À l’occasion des 10 ans de Bpifrance, Big média donne la parole à des entrepreneurs de renom, qui  ont eu l’occasion de voir le paysage de l’entrepreneuriat évoluer. Ce mois-ci, nous laissons Frédéric Mazzella, fondateur et dirigeant de BlaBlaCar et de Captain Cause nous parler de sa vision. 

  • Temps de lecture: 2-3 min
TRIBUNE : « Structurer une entreprise est un puzzle intellectuel des plus complexes », la vision de Frédéric Mazzella, fondateur de BlaBlaCar

« "BlaBla quoi ? Mais c’est quoi ton vrai boulot ?" Si le métier d’entrepreneur pouvait surprendre il y a 10 ans, il est devenu aujourd’hui non seulement mieux compris, mais même convoité : plus de la moitié des 18-24 ans a envie de créer son entreprise. Notre pays compte plus de 20 000 startups, 400 structures d’investissement et même plus de 400 incubateurs. C’est un grand revirement. Lorsque j’ai lancé BlaBlaCar, j’ai lu plus d’une fois la compassion dans les yeux de mes interlocuteurs, que je peinais à convaincre du glorieux futur de mon projet : « partager l’usage des voitures en covoiturage, à l’échelle mondiale ». Et une fois le concept exposé, il fallait en prime expliquer le métier : mais que peut bien faire quelqu’un qui « travaille » pour quelque chose qui n’existe pas encore vraiment ? Eh bien il entreprend, il structure dans le monde réel tout ce qui n’existe à ce stade quasiment que dans son esprit.
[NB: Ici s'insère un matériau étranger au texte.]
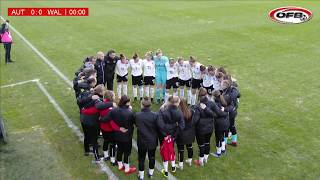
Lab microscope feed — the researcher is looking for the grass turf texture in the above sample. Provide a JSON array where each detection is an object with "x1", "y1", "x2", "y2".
[{"x1": 1, "y1": 1, "x2": 320, "y2": 179}]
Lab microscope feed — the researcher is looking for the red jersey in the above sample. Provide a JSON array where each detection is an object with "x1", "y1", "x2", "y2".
[{"x1": 160, "y1": 135, "x2": 175, "y2": 161}]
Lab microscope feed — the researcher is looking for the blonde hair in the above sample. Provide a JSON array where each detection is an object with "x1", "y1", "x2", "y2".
[
  {"x1": 103, "y1": 90, "x2": 115, "y2": 101},
  {"x1": 96, "y1": 51, "x2": 104, "y2": 59},
  {"x1": 94, "y1": 84, "x2": 105, "y2": 96},
  {"x1": 145, "y1": 51, "x2": 153, "y2": 58},
  {"x1": 198, "y1": 87, "x2": 207, "y2": 100}
]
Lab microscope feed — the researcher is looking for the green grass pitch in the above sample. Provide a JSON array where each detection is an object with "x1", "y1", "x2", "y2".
[{"x1": 1, "y1": 1, "x2": 320, "y2": 180}]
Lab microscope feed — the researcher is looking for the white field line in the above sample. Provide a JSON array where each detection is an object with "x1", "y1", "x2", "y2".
[
  {"x1": 0, "y1": 79, "x2": 39, "y2": 88},
  {"x1": 1, "y1": 79, "x2": 118, "y2": 180},
  {"x1": 0, "y1": 16, "x2": 73, "y2": 87},
  {"x1": 1, "y1": 16, "x2": 176, "y2": 180}
]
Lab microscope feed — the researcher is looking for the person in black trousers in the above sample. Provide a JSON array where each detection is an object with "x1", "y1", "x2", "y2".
[
  {"x1": 1, "y1": 20, "x2": 14, "y2": 64},
  {"x1": 101, "y1": 95, "x2": 136, "y2": 175},
  {"x1": 134, "y1": 97, "x2": 158, "y2": 180},
  {"x1": 77, "y1": 83, "x2": 112, "y2": 162},
  {"x1": 94, "y1": 51, "x2": 106, "y2": 85},
  {"x1": 212, "y1": 90, "x2": 230, "y2": 157},
  {"x1": 157, "y1": 96, "x2": 185, "y2": 177},
  {"x1": 176, "y1": 98, "x2": 198, "y2": 169},
  {"x1": 221, "y1": 79, "x2": 240, "y2": 147},
  {"x1": 193, "y1": 87, "x2": 228, "y2": 165},
  {"x1": 104, "y1": 49, "x2": 119, "y2": 90}
]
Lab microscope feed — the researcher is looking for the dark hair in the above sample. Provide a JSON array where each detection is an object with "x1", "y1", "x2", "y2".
[
  {"x1": 200, "y1": 65, "x2": 206, "y2": 72},
  {"x1": 87, "y1": 77, "x2": 96, "y2": 85},
  {"x1": 119, "y1": 54, "x2": 126, "y2": 60},
  {"x1": 199, "y1": 96, "x2": 208, "y2": 104},
  {"x1": 141, "y1": 97, "x2": 151, "y2": 108},
  {"x1": 83, "y1": 57, "x2": 90, "y2": 63},
  {"x1": 217, "y1": 67, "x2": 226, "y2": 74},
  {"x1": 216, "y1": 72, "x2": 224, "y2": 79},
  {"x1": 132, "y1": 53, "x2": 139, "y2": 60},
  {"x1": 118, "y1": 95, "x2": 130, "y2": 107},
  {"x1": 107, "y1": 49, "x2": 116, "y2": 56},
  {"x1": 84, "y1": 68, "x2": 97, "y2": 78},
  {"x1": 189, "y1": 56, "x2": 196, "y2": 63},
  {"x1": 179, "y1": 98, "x2": 192, "y2": 121},
  {"x1": 88, "y1": 56, "x2": 96, "y2": 62},
  {"x1": 5, "y1": 20, "x2": 9, "y2": 23},
  {"x1": 207, "y1": 65, "x2": 215, "y2": 72},
  {"x1": 223, "y1": 74, "x2": 231, "y2": 80}
]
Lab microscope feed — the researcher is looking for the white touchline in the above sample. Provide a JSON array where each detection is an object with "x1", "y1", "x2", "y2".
[
  {"x1": 1, "y1": 79, "x2": 118, "y2": 180},
  {"x1": 0, "y1": 16, "x2": 177, "y2": 180}
]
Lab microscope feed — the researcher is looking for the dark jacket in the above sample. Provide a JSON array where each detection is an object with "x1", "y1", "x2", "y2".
[
  {"x1": 104, "y1": 55, "x2": 119, "y2": 79},
  {"x1": 223, "y1": 86, "x2": 240, "y2": 111},
  {"x1": 194, "y1": 99, "x2": 228, "y2": 134},
  {"x1": 134, "y1": 108, "x2": 159, "y2": 149},
  {"x1": 94, "y1": 58, "x2": 106, "y2": 85},
  {"x1": 176, "y1": 109, "x2": 198, "y2": 145},
  {"x1": 157, "y1": 105, "x2": 185, "y2": 139},
  {"x1": 214, "y1": 98, "x2": 230, "y2": 131},
  {"x1": 101, "y1": 105, "x2": 134, "y2": 142},
  {"x1": 79, "y1": 94, "x2": 113, "y2": 126},
  {"x1": 73, "y1": 78, "x2": 91, "y2": 98},
  {"x1": 77, "y1": 90, "x2": 93, "y2": 109}
]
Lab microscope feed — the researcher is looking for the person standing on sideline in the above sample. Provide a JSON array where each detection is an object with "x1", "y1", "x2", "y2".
[
  {"x1": 0, "y1": 20, "x2": 14, "y2": 64},
  {"x1": 104, "y1": 49, "x2": 119, "y2": 91},
  {"x1": 154, "y1": 49, "x2": 169, "y2": 104}
]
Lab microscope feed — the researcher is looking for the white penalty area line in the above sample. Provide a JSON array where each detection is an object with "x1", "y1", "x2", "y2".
[
  {"x1": 1, "y1": 16, "x2": 177, "y2": 180},
  {"x1": 1, "y1": 79, "x2": 118, "y2": 180}
]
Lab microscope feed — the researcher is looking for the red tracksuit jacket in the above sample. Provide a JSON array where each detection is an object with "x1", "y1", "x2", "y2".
[
  {"x1": 80, "y1": 99, "x2": 120, "y2": 131},
  {"x1": 160, "y1": 135, "x2": 175, "y2": 161}
]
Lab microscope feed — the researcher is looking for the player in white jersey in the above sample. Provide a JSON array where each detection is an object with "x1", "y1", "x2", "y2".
[
  {"x1": 129, "y1": 53, "x2": 144, "y2": 101},
  {"x1": 142, "y1": 51, "x2": 156, "y2": 102},
  {"x1": 177, "y1": 57, "x2": 192, "y2": 104},
  {"x1": 202, "y1": 65, "x2": 215, "y2": 99},
  {"x1": 165, "y1": 58, "x2": 179, "y2": 102},
  {"x1": 213, "y1": 71, "x2": 224, "y2": 91},
  {"x1": 115, "y1": 54, "x2": 130, "y2": 98},
  {"x1": 189, "y1": 56, "x2": 206, "y2": 105}
]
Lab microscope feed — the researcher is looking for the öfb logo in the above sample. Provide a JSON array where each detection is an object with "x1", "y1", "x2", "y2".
[{"x1": 269, "y1": 6, "x2": 313, "y2": 24}]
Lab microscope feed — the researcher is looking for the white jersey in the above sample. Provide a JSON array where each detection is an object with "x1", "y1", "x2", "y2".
[
  {"x1": 212, "y1": 76, "x2": 221, "y2": 90},
  {"x1": 166, "y1": 62, "x2": 179, "y2": 80},
  {"x1": 116, "y1": 60, "x2": 130, "y2": 77},
  {"x1": 142, "y1": 59, "x2": 155, "y2": 77},
  {"x1": 129, "y1": 59, "x2": 143, "y2": 76},
  {"x1": 178, "y1": 61, "x2": 192, "y2": 81},
  {"x1": 202, "y1": 72, "x2": 213, "y2": 87},
  {"x1": 191, "y1": 62, "x2": 202, "y2": 80}
]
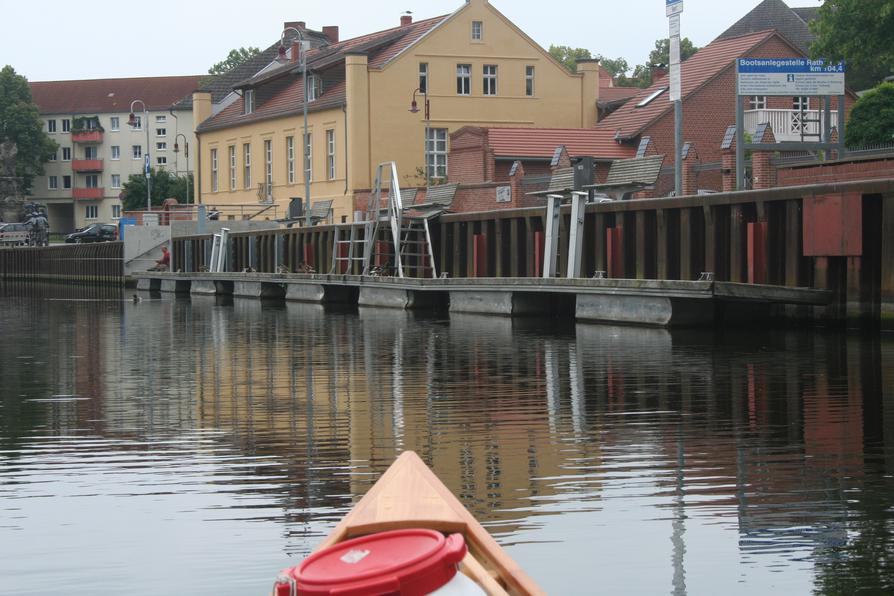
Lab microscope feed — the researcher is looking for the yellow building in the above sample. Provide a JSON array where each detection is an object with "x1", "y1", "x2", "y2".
[{"x1": 194, "y1": 0, "x2": 604, "y2": 223}]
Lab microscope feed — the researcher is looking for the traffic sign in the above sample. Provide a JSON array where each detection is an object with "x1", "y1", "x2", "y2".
[{"x1": 666, "y1": 0, "x2": 683, "y2": 16}]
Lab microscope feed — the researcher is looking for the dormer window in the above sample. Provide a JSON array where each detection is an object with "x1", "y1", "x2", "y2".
[
  {"x1": 244, "y1": 89, "x2": 255, "y2": 114},
  {"x1": 307, "y1": 74, "x2": 322, "y2": 102}
]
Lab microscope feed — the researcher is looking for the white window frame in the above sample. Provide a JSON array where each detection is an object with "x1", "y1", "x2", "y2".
[
  {"x1": 749, "y1": 95, "x2": 767, "y2": 110},
  {"x1": 326, "y1": 129, "x2": 336, "y2": 180},
  {"x1": 131, "y1": 116, "x2": 142, "y2": 130},
  {"x1": 419, "y1": 63, "x2": 428, "y2": 94},
  {"x1": 483, "y1": 65, "x2": 497, "y2": 96},
  {"x1": 303, "y1": 133, "x2": 313, "y2": 182},
  {"x1": 85, "y1": 174, "x2": 99, "y2": 189},
  {"x1": 62, "y1": 119, "x2": 71, "y2": 133},
  {"x1": 62, "y1": 175, "x2": 72, "y2": 189},
  {"x1": 210, "y1": 148, "x2": 219, "y2": 192},
  {"x1": 264, "y1": 139, "x2": 273, "y2": 199},
  {"x1": 111, "y1": 145, "x2": 120, "y2": 160},
  {"x1": 111, "y1": 204, "x2": 122, "y2": 219},
  {"x1": 793, "y1": 96, "x2": 810, "y2": 111},
  {"x1": 111, "y1": 174, "x2": 121, "y2": 189},
  {"x1": 48, "y1": 151, "x2": 57, "y2": 162},
  {"x1": 62, "y1": 147, "x2": 71, "y2": 161},
  {"x1": 157, "y1": 156, "x2": 167, "y2": 165},
  {"x1": 244, "y1": 89, "x2": 255, "y2": 114},
  {"x1": 156, "y1": 128, "x2": 166, "y2": 137},
  {"x1": 471, "y1": 20, "x2": 483, "y2": 41},
  {"x1": 229, "y1": 145, "x2": 237, "y2": 190},
  {"x1": 526, "y1": 66, "x2": 535, "y2": 97},
  {"x1": 155, "y1": 115, "x2": 167, "y2": 123},
  {"x1": 132, "y1": 145, "x2": 142, "y2": 159},
  {"x1": 84, "y1": 146, "x2": 98, "y2": 160},
  {"x1": 156, "y1": 142, "x2": 167, "y2": 151},
  {"x1": 110, "y1": 117, "x2": 120, "y2": 131},
  {"x1": 47, "y1": 119, "x2": 56, "y2": 133},
  {"x1": 307, "y1": 75, "x2": 322, "y2": 102},
  {"x1": 243, "y1": 143, "x2": 251, "y2": 189},
  {"x1": 425, "y1": 128, "x2": 448, "y2": 181},
  {"x1": 457, "y1": 64, "x2": 471, "y2": 95},
  {"x1": 85, "y1": 205, "x2": 98, "y2": 220},
  {"x1": 286, "y1": 136, "x2": 295, "y2": 184},
  {"x1": 48, "y1": 175, "x2": 58, "y2": 190}
]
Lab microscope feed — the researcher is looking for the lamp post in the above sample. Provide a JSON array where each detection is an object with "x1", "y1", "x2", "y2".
[
  {"x1": 278, "y1": 27, "x2": 311, "y2": 226},
  {"x1": 409, "y1": 88, "x2": 430, "y2": 187},
  {"x1": 128, "y1": 99, "x2": 151, "y2": 212},
  {"x1": 173, "y1": 133, "x2": 190, "y2": 205}
]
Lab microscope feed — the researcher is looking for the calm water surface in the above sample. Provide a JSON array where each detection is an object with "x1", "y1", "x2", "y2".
[{"x1": 1, "y1": 286, "x2": 893, "y2": 595}]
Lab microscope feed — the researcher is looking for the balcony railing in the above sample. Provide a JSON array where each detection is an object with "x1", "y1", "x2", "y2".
[
  {"x1": 71, "y1": 130, "x2": 103, "y2": 144},
  {"x1": 72, "y1": 187, "x2": 104, "y2": 200},
  {"x1": 71, "y1": 159, "x2": 104, "y2": 172},
  {"x1": 744, "y1": 109, "x2": 839, "y2": 143}
]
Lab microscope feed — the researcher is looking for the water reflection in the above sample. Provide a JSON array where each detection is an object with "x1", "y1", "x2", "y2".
[{"x1": 1, "y1": 285, "x2": 893, "y2": 595}]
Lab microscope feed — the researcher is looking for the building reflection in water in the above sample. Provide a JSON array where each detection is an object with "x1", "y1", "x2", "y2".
[{"x1": 7, "y1": 281, "x2": 891, "y2": 594}]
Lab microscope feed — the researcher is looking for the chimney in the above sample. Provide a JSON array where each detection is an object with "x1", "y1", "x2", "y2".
[
  {"x1": 400, "y1": 14, "x2": 413, "y2": 27},
  {"x1": 290, "y1": 41, "x2": 301, "y2": 63},
  {"x1": 650, "y1": 65, "x2": 667, "y2": 82},
  {"x1": 322, "y1": 26, "x2": 339, "y2": 43}
]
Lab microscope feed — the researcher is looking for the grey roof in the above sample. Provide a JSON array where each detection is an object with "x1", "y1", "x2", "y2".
[
  {"x1": 603, "y1": 155, "x2": 666, "y2": 187},
  {"x1": 526, "y1": 167, "x2": 575, "y2": 196},
  {"x1": 423, "y1": 184, "x2": 458, "y2": 206},
  {"x1": 173, "y1": 28, "x2": 330, "y2": 109},
  {"x1": 717, "y1": 0, "x2": 817, "y2": 54}
]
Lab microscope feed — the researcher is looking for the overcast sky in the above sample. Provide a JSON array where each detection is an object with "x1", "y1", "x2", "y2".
[{"x1": 3, "y1": 0, "x2": 819, "y2": 82}]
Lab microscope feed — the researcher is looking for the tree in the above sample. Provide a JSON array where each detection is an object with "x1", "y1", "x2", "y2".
[
  {"x1": 594, "y1": 55, "x2": 631, "y2": 81},
  {"x1": 120, "y1": 169, "x2": 194, "y2": 211},
  {"x1": 630, "y1": 37, "x2": 700, "y2": 88},
  {"x1": 845, "y1": 82, "x2": 894, "y2": 147},
  {"x1": 208, "y1": 47, "x2": 261, "y2": 75},
  {"x1": 548, "y1": 45, "x2": 592, "y2": 72},
  {"x1": 0, "y1": 66, "x2": 58, "y2": 194},
  {"x1": 810, "y1": 0, "x2": 894, "y2": 90}
]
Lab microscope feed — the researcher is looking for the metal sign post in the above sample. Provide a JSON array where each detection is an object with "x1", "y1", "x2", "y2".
[
  {"x1": 734, "y1": 58, "x2": 846, "y2": 189},
  {"x1": 667, "y1": 0, "x2": 684, "y2": 197}
]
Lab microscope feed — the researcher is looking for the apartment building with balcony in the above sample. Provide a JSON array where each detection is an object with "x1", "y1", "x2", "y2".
[{"x1": 29, "y1": 76, "x2": 202, "y2": 233}]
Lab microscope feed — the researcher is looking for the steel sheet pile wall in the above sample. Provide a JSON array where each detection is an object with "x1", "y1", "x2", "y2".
[
  {"x1": 170, "y1": 179, "x2": 894, "y2": 326},
  {"x1": 0, "y1": 242, "x2": 123, "y2": 285}
]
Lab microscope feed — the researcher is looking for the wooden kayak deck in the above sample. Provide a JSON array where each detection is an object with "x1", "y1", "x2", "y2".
[{"x1": 317, "y1": 451, "x2": 545, "y2": 596}]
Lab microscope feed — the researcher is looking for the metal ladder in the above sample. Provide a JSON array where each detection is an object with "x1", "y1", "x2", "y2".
[
  {"x1": 397, "y1": 217, "x2": 437, "y2": 278},
  {"x1": 330, "y1": 221, "x2": 373, "y2": 274}
]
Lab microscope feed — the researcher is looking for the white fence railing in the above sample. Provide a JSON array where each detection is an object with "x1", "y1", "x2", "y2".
[{"x1": 744, "y1": 109, "x2": 839, "y2": 142}]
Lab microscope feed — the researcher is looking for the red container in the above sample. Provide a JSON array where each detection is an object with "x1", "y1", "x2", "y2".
[{"x1": 274, "y1": 529, "x2": 468, "y2": 596}]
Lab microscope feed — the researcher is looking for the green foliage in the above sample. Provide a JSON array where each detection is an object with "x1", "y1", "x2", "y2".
[
  {"x1": 0, "y1": 65, "x2": 58, "y2": 194},
  {"x1": 594, "y1": 55, "x2": 631, "y2": 80},
  {"x1": 208, "y1": 47, "x2": 262, "y2": 75},
  {"x1": 631, "y1": 37, "x2": 700, "y2": 88},
  {"x1": 845, "y1": 82, "x2": 894, "y2": 146},
  {"x1": 548, "y1": 45, "x2": 592, "y2": 72},
  {"x1": 120, "y1": 169, "x2": 194, "y2": 211},
  {"x1": 71, "y1": 116, "x2": 103, "y2": 134},
  {"x1": 810, "y1": 0, "x2": 894, "y2": 90}
]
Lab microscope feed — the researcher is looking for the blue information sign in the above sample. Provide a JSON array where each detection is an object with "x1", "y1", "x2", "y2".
[{"x1": 737, "y1": 58, "x2": 845, "y2": 95}]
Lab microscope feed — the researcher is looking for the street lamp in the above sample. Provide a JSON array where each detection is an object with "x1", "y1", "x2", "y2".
[
  {"x1": 409, "y1": 88, "x2": 430, "y2": 186},
  {"x1": 278, "y1": 26, "x2": 311, "y2": 226},
  {"x1": 173, "y1": 133, "x2": 190, "y2": 205},
  {"x1": 128, "y1": 99, "x2": 151, "y2": 212}
]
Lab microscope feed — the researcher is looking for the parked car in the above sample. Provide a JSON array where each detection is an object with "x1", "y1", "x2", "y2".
[
  {"x1": 0, "y1": 222, "x2": 33, "y2": 246},
  {"x1": 65, "y1": 223, "x2": 118, "y2": 243}
]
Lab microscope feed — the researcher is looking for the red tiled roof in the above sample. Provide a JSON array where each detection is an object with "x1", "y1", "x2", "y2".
[
  {"x1": 29, "y1": 75, "x2": 203, "y2": 115},
  {"x1": 487, "y1": 128, "x2": 636, "y2": 160},
  {"x1": 599, "y1": 86, "x2": 640, "y2": 104},
  {"x1": 597, "y1": 30, "x2": 783, "y2": 140},
  {"x1": 199, "y1": 16, "x2": 446, "y2": 131}
]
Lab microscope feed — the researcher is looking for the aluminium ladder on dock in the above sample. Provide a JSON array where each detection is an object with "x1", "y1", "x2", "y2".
[
  {"x1": 358, "y1": 162, "x2": 438, "y2": 279},
  {"x1": 329, "y1": 221, "x2": 373, "y2": 274}
]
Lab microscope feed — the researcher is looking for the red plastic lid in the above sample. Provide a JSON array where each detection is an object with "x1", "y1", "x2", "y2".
[{"x1": 278, "y1": 529, "x2": 468, "y2": 596}]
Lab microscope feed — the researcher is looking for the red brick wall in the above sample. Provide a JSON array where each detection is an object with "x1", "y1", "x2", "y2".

Et ce n’est pas le far west ! On s’imagine parfois que dans une startup il est possible de faire tout et n’importe quoi sans guide, process ou contrainte, mais l’entrepreneur découvre très vite que structurer une entreprise est un puzzle intellectuel extrêmement complexe : puisque justement rien n’existe encore, il faut, tel un architecte, concevoir un assemblage de produits, de méthodes, de messages, de financements, de personnalités et d’interconnexions qui va permettre de faire émerger une structure, portée par des personnes qui elles, auront un métier aux contours clairs. Le tout formera alors une organisation à même d’accueillir un usage nouveau que l’on espère massif : l’entreprise. Concevoir et structurer tout cela, eh bien c’est un vrai boulot !

« Le concept d’entrepreneuriat devient évident, et c’est salvateur »

Avec 100 millions de membres dans la communauté BlaBlaCar présente aujourd’hui dans plus de 20 pays sur trois continents, on constate que le concept de covoiturage est passé du bizarre… à l’évident. Au passage, on évite plus d’1,5 million de tonnes d’émission de CO2, par le simple fait d’optimiser le taux de remplissage des voitures. Il en va de même pour le concept d’entrepreneuriat, il devient évident, et c’est salvateur. Car  comment, si ce n’est en innovant, pourrait-on imaginer affronter les défis qui se dessinent devant nous ? Face au changement climatique, aux questionnements éthiques, au défi du maintien des démocraties, aux crises énergétiques anticipées ou non, et à bien d’autres défis  dont la liste est malheureusement longue, le statu quo, l’inertie et la perpétuation des habitudes et méthodes connues n’amèneront, pour sûr, pas la solution. Il va donc absolument falloir « faire autrement », c'est-à-dire, entreprendre.

Mais entreprendre comment ? Et pourquoi ? La direction se dessine, heureusement avec du sens : l’association France Digitale a recensé plus de 1 000 startups « à impact » en France, répondant aux 17 ODD (Objectifs de Développement Durable) de l’ONU. Quand on voit émerger aux côtés de BlaBlaCar et Doctolib des leaders mondiaux comme Back Market, TooGoodToGo, Ynsect, Verkor ou Yuka, on se dit que la France, comme toute l’Europe d’ailleurs, semble bel et bien en train de vouloir construire une « Tech for Impact »,  quand d’autres géographies rêvent plutôt de « Tech for Money », quand ce n’est pas de « Tech for Control ». 

La nouvelle génération d’entrepreneurs est donc « à impact ».

Sur ce, je retourne travailler sur ma nouvelle entreprise à mission, « impact by design » et « pending B-corp » : Captain Cause.

Captain quoi ? Mais c’est quoi ton vrai boulot ? »

Fréderic Mazzella, fondateur et dirigeant de BlaBlaCar et de Captain Cause.